Однако на улицах Дублина происходили столкновения не только с уголовниками. Обезумевшие от горя, отчаянья и ярости, жены, сестры, матери и дочери тех полицейских или солдат, кто был ранен или убит во время восстания, сбивались в довольно многочисленные группы и нападали на мятежников. Иногда с бранью и проклятиями бросались на баррикады, швыряли камни в ее защитников, плевали в них, называли убийцами. И едва ли не самым тяжким испытанием для человека, полагавшего, будто он отстаивает истину, добро и справедливость, было убедиться, что на него нападают не цепные псы империи, не солдаты британской армии, а его же соотечественницы, ослепленные страданием простые ирландки, которые видят в нем не освободителя отчизны, а убийцу близких и дорогих им людей, единственно в том и виноватых, что пошли служить в армию или в полицию ради куска хлеба, как делывали бедняки во все времена.

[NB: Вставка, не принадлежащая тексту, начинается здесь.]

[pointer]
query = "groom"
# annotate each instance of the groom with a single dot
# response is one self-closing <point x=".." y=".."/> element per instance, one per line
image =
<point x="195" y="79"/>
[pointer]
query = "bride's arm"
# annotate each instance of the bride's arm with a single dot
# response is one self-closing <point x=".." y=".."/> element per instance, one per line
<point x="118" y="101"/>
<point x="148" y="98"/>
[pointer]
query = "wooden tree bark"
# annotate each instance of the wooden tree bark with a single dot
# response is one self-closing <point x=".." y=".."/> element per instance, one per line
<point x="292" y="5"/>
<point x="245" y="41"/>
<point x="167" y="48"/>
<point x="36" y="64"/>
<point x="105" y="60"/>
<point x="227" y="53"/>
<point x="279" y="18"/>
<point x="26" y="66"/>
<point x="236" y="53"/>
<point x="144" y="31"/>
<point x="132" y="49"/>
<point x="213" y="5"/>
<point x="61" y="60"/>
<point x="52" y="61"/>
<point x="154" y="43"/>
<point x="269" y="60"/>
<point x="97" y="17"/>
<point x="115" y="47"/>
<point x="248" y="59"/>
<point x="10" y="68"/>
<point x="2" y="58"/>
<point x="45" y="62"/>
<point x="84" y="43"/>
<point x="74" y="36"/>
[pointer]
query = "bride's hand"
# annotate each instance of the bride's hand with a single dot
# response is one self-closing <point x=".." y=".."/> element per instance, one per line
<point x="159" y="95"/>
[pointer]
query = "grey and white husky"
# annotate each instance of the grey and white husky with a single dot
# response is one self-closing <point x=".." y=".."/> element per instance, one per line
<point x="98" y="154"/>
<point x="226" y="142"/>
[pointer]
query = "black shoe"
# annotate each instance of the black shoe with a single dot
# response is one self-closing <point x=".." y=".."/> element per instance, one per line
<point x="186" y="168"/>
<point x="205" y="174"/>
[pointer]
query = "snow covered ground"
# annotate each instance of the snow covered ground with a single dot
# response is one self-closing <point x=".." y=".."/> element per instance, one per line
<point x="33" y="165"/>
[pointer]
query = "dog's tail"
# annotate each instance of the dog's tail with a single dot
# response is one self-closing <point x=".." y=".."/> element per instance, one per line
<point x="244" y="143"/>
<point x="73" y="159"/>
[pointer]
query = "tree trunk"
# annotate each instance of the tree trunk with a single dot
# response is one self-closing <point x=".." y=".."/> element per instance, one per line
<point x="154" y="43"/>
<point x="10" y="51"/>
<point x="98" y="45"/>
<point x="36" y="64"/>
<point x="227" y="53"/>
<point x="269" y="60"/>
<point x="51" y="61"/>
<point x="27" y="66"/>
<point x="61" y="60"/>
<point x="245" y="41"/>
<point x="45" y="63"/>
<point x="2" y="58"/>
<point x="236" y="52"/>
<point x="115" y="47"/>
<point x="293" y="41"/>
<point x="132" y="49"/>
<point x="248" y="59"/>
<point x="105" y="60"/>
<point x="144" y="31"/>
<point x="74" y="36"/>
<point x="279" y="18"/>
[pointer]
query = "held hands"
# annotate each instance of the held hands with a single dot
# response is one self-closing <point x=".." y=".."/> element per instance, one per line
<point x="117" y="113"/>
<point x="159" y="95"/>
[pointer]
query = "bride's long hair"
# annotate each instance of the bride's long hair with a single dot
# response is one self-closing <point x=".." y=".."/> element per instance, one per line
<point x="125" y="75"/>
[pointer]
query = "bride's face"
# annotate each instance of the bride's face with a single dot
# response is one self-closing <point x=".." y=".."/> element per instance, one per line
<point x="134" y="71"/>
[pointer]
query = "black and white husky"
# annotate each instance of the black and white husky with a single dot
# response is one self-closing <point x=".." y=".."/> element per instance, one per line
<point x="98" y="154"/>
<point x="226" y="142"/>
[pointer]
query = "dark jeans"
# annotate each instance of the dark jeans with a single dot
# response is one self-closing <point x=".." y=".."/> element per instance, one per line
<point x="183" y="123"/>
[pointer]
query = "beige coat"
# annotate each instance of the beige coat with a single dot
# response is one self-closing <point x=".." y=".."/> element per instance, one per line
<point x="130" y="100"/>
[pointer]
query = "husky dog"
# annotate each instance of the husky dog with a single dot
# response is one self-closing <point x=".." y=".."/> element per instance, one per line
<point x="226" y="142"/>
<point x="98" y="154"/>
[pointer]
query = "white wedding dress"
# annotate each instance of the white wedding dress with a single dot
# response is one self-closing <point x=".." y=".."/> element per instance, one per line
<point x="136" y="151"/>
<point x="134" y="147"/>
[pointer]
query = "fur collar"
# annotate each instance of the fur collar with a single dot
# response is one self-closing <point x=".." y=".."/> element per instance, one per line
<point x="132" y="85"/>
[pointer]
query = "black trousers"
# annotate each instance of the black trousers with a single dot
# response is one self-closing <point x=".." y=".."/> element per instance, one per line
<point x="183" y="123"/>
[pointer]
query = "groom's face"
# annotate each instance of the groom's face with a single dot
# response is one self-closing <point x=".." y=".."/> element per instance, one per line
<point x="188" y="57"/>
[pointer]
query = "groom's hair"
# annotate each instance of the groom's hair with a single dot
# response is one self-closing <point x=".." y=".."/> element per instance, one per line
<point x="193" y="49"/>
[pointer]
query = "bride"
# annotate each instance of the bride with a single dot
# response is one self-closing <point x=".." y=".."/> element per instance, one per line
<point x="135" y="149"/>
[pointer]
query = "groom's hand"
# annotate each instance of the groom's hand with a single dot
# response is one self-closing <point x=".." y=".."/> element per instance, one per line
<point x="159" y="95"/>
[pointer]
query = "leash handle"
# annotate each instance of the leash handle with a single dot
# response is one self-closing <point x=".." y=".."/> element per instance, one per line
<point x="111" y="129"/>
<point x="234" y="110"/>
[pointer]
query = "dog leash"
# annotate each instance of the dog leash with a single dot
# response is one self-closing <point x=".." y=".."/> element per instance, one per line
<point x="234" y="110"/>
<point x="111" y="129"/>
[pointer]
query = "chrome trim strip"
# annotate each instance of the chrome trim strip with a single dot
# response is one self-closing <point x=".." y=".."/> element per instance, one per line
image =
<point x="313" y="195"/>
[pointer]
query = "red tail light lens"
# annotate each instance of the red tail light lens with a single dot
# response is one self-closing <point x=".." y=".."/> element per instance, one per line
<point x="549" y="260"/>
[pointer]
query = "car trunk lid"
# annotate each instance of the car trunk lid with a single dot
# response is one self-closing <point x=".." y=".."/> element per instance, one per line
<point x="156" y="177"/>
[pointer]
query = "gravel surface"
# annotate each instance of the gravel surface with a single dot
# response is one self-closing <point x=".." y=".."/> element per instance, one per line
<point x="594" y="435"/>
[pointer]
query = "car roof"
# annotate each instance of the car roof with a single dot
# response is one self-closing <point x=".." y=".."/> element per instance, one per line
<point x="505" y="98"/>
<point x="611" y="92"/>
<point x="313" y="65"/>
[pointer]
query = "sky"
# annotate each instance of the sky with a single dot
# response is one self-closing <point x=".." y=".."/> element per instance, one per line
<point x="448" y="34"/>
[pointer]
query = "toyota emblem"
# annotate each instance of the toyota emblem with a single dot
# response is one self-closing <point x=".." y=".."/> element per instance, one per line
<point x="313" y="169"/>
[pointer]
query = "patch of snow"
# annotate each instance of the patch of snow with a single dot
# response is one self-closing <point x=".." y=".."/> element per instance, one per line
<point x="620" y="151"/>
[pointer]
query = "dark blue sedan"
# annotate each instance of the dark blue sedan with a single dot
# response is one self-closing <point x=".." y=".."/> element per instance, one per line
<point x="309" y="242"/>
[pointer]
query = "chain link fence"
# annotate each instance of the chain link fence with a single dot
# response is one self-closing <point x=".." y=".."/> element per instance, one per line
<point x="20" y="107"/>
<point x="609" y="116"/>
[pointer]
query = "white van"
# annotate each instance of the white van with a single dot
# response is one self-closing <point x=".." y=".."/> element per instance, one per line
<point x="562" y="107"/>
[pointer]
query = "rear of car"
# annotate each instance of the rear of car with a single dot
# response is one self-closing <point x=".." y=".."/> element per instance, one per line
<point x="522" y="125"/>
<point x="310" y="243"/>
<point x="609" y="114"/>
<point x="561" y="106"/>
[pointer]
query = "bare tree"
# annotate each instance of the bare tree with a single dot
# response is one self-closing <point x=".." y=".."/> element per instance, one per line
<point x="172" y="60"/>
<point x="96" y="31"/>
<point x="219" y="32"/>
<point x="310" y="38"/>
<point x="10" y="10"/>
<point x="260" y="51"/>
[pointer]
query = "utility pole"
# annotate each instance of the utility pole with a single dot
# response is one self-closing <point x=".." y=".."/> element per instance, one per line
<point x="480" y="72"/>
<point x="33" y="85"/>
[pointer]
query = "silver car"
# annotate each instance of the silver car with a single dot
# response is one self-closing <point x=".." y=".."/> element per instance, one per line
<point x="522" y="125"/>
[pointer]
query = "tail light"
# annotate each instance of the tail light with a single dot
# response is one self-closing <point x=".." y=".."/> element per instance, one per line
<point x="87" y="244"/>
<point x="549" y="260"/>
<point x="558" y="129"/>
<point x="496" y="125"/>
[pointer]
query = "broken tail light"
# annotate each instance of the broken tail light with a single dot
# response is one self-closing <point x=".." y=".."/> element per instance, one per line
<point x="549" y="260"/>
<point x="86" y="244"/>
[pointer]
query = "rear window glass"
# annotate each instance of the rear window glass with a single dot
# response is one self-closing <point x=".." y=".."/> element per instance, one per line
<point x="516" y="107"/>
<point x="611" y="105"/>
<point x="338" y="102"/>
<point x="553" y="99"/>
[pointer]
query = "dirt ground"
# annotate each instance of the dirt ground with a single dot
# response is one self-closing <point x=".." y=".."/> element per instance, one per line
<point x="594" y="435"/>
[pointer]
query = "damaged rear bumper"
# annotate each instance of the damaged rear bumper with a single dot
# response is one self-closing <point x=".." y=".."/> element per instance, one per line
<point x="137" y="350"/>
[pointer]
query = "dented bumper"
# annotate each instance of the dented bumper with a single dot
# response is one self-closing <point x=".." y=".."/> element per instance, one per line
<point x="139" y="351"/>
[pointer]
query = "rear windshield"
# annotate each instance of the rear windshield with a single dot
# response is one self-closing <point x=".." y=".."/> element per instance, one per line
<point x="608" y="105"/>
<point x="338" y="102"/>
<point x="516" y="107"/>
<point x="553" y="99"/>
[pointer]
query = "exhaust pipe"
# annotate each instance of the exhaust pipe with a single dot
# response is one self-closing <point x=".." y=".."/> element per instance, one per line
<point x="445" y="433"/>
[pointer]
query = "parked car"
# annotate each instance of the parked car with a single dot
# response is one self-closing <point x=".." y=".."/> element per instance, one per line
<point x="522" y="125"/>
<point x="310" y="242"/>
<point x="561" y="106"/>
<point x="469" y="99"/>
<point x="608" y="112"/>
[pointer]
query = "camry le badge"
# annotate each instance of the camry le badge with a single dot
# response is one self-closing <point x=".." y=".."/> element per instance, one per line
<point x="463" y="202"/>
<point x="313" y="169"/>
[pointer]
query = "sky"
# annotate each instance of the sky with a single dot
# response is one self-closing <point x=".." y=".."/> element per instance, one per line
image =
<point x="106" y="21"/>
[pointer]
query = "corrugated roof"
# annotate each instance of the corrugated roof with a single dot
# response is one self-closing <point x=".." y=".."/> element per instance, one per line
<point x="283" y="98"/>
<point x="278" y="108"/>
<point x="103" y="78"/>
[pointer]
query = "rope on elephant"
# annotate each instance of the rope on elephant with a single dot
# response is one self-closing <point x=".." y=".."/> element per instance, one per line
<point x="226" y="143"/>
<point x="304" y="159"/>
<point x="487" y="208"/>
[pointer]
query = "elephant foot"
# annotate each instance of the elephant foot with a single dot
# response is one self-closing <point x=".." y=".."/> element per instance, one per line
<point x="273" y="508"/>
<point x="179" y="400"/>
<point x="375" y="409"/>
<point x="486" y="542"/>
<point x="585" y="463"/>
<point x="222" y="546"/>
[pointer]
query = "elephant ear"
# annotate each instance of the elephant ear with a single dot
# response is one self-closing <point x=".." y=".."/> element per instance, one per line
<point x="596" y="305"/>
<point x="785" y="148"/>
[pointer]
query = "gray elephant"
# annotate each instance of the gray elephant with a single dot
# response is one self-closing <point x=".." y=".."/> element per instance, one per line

— Мир не делится на черное и белое, мой дорогой, — сказала Элис. — Даже в таком святом деле. Даже здесь появляются оттенки, и серая пелена покрывает все.
Роджер кивнул. То, о чем говорила Элис, имело к нему самое прямое отношение. Как бы ни был человек предусмотрителен, как бы тщательно ни рассчитывал свои шаги, жизнь неизменно оказывается сложнее и опрокидывает любые расчеты, заменяя умозрительные схемы противоречивой, смутной, неопределенной действительностью. И не он ли сам — наглядный, ходячий пример этой зыблющейся двойственности? Его следователи — Реджинальд Холл и Бэзил Томсон — не сомневались, что он прибыл из Германии, чтобы возглавить восстание, меж тем как истинные его руководители до последней минуты скрывали от Кейсмента дату выступления, ибо знали его мнение по этому поводу: поднимать восстание, не согласовав его с действиями германских войск, — безумие. О чем тут еще говорить после такого?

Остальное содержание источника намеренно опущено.